Saturday, December 20, 2008


I am sitting here trying to figure out the rest of my life. What I mean is I am trying to figure out if I am going to spend the rest of my life in Mexico, if I will stay until death do us part in Guanajuato, and if all this means that my life's goal, quest, or work is to constantly harangue about the ever-growing Gringolandia here and in other cities in Mexico.

If you've never read a word of my hundreds of columns, blogs, or books (and the Gringolandians would tell you to consider yourself blessed, but I digress) in which I try so carefully and scientifically (I just made that up) to explain life for the Gringo in Mexico, then maybe a sentence of two is in order to demonstrate what it is I do.

Basically, though originally (2003) on a Science Fiction quest as my writing goal, I stumbled across a fact that made writing Sci-Fi seem a reality by comparison: GRINGOLANDIA.
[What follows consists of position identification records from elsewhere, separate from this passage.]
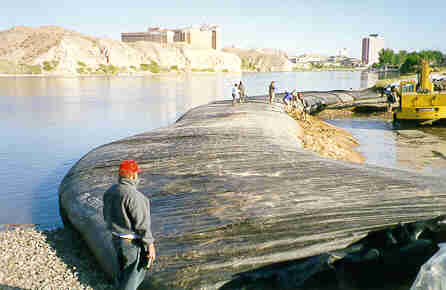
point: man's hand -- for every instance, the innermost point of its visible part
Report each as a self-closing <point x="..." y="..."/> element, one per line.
<point x="151" y="254"/>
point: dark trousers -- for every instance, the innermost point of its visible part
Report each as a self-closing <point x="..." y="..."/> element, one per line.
<point x="132" y="262"/>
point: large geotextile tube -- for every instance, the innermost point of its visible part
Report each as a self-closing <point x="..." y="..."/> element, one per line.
<point x="232" y="190"/>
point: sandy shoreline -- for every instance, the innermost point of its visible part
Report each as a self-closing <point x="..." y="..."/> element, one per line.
<point x="55" y="259"/>
<point x="327" y="140"/>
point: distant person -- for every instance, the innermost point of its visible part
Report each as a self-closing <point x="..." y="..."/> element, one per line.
<point x="287" y="100"/>
<point x="234" y="93"/>
<point x="127" y="215"/>
<point x="294" y="98"/>
<point x="272" y="92"/>
<point x="301" y="106"/>
<point x="242" y="92"/>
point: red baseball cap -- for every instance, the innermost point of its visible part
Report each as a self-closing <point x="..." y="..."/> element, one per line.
<point x="128" y="167"/>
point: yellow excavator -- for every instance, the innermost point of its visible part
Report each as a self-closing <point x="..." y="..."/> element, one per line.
<point x="418" y="101"/>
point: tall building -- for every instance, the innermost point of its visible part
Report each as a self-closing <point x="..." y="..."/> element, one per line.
<point x="371" y="46"/>
<point x="202" y="37"/>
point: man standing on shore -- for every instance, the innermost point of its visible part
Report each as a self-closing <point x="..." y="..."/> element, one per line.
<point x="242" y="91"/>
<point x="127" y="215"/>
<point x="234" y="94"/>
<point x="272" y="92"/>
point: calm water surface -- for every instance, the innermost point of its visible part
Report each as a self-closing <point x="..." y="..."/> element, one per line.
<point x="47" y="124"/>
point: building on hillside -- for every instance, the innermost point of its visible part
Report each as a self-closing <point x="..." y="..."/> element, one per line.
<point x="371" y="46"/>
<point x="343" y="52"/>
<point x="202" y="37"/>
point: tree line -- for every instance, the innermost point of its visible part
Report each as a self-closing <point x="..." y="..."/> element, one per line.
<point x="408" y="62"/>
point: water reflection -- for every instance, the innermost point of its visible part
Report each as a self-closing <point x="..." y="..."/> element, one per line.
<point x="49" y="123"/>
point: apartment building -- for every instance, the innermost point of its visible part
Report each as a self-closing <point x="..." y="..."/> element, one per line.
<point x="199" y="37"/>
<point x="371" y="46"/>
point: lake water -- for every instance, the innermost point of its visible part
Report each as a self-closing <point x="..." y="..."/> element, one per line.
<point x="47" y="124"/>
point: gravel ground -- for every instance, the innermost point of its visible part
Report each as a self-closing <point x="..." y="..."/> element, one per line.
<point x="41" y="259"/>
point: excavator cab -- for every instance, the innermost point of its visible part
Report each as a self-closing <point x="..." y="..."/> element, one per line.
<point x="419" y="102"/>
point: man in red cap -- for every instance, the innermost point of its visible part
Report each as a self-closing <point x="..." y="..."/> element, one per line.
<point x="127" y="215"/>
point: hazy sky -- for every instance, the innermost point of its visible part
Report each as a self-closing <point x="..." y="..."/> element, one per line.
<point x="319" y="26"/>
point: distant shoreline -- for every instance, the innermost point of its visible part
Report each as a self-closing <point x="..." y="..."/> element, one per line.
<point x="145" y="74"/>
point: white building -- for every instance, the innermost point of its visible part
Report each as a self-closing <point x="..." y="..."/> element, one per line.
<point x="343" y="52"/>
<point x="371" y="46"/>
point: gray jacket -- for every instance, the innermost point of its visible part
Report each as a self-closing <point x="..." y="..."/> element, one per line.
<point x="127" y="211"/>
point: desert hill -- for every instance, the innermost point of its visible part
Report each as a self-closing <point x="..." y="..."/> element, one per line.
<point x="56" y="50"/>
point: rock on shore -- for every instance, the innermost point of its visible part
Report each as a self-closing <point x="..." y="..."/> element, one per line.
<point x="56" y="259"/>
<point x="232" y="190"/>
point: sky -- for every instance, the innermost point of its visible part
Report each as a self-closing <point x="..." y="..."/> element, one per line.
<point x="295" y="26"/>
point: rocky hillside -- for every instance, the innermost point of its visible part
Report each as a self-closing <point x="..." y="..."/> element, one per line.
<point x="55" y="50"/>
<point x="262" y="60"/>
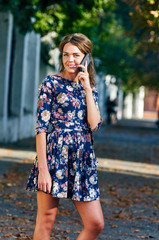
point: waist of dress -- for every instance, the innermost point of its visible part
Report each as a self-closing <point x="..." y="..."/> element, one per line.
<point x="68" y="126"/>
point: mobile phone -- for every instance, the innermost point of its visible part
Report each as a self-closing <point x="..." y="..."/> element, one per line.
<point x="86" y="58"/>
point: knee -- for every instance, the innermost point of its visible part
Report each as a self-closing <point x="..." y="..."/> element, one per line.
<point x="46" y="221"/>
<point x="97" y="226"/>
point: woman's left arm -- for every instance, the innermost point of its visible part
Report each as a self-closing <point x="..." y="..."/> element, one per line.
<point x="93" y="115"/>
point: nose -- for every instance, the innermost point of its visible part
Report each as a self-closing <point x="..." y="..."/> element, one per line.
<point x="70" y="58"/>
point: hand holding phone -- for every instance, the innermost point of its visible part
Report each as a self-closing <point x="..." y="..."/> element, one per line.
<point x="86" y="58"/>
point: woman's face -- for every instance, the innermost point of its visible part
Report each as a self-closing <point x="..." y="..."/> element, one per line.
<point x="71" y="57"/>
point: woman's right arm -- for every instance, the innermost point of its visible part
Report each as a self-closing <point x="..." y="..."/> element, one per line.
<point x="44" y="178"/>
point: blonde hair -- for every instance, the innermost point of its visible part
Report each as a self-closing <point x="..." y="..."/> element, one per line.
<point x="85" y="45"/>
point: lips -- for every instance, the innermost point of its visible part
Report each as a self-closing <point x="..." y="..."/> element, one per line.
<point x="71" y="66"/>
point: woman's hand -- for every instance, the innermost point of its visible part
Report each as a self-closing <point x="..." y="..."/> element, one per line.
<point x="44" y="181"/>
<point x="83" y="77"/>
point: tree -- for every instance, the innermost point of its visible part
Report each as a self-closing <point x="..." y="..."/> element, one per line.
<point x="144" y="16"/>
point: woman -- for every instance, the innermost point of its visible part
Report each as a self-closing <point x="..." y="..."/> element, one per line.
<point x="65" y="166"/>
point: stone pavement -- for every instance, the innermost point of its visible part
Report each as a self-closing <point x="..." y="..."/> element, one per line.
<point x="128" y="154"/>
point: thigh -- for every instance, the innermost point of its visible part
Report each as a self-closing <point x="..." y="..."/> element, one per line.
<point x="90" y="211"/>
<point x="46" y="203"/>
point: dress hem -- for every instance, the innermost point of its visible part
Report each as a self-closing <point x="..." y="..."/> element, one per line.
<point x="69" y="198"/>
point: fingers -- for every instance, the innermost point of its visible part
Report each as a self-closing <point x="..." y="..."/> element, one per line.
<point x="45" y="186"/>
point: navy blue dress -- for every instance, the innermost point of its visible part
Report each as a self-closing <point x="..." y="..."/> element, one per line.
<point x="70" y="156"/>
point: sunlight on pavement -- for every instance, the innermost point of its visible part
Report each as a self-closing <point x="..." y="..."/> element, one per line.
<point x="127" y="166"/>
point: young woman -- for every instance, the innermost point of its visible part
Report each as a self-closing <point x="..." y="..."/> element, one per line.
<point x="65" y="165"/>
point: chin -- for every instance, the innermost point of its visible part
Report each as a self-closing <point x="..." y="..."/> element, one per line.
<point x="71" y="70"/>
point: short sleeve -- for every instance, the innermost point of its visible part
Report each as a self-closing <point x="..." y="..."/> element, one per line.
<point x="95" y="96"/>
<point x="44" y="105"/>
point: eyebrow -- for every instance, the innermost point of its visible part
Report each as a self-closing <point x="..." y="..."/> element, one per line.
<point x="73" y="53"/>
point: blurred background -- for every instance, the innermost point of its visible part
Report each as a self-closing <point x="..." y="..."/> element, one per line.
<point x="125" y="34"/>
<point x="125" y="37"/>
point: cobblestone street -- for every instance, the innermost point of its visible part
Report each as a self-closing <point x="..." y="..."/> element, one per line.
<point x="129" y="192"/>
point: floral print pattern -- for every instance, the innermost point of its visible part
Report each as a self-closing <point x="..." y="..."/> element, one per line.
<point x="70" y="156"/>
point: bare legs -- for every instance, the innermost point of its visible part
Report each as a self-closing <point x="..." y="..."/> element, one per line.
<point x="92" y="217"/>
<point x="90" y="212"/>
<point x="47" y="210"/>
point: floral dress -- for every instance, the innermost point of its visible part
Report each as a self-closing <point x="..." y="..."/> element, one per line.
<point x="70" y="156"/>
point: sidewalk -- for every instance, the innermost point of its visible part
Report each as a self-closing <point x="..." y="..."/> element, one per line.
<point x="128" y="154"/>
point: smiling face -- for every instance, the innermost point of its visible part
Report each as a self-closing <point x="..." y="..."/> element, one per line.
<point x="71" y="57"/>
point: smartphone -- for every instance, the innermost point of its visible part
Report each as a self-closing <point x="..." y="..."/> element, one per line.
<point x="86" y="58"/>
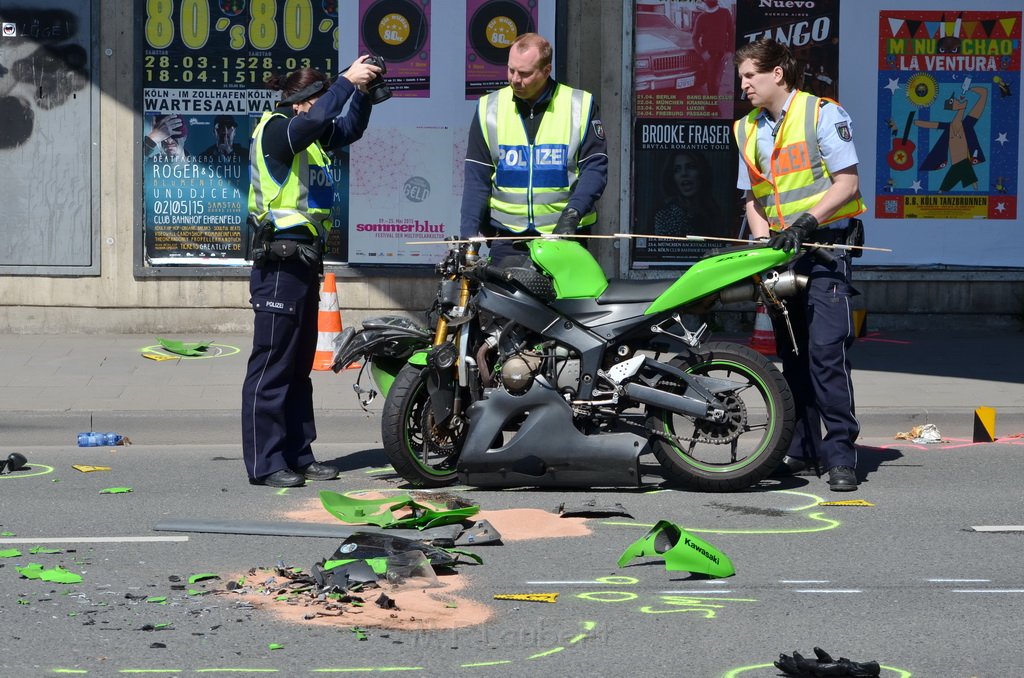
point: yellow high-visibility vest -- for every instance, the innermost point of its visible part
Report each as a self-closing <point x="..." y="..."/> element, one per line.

Gringolandia is a make-believe world where creatures called Gringolandians live.

To become a Gringolandian you have to be someone, American, Canadian, or from wherever it isn't Mexico, who comes to Mexico to live but has the following characteristics:

1. Someone to whom language, culture, history, or anything else related to Mexico doesn't matter. It is someone who cares only if she can buy her Oil of Olay or if he can buy all the liquor he can possibly consume while pretending to be expats in Mexico.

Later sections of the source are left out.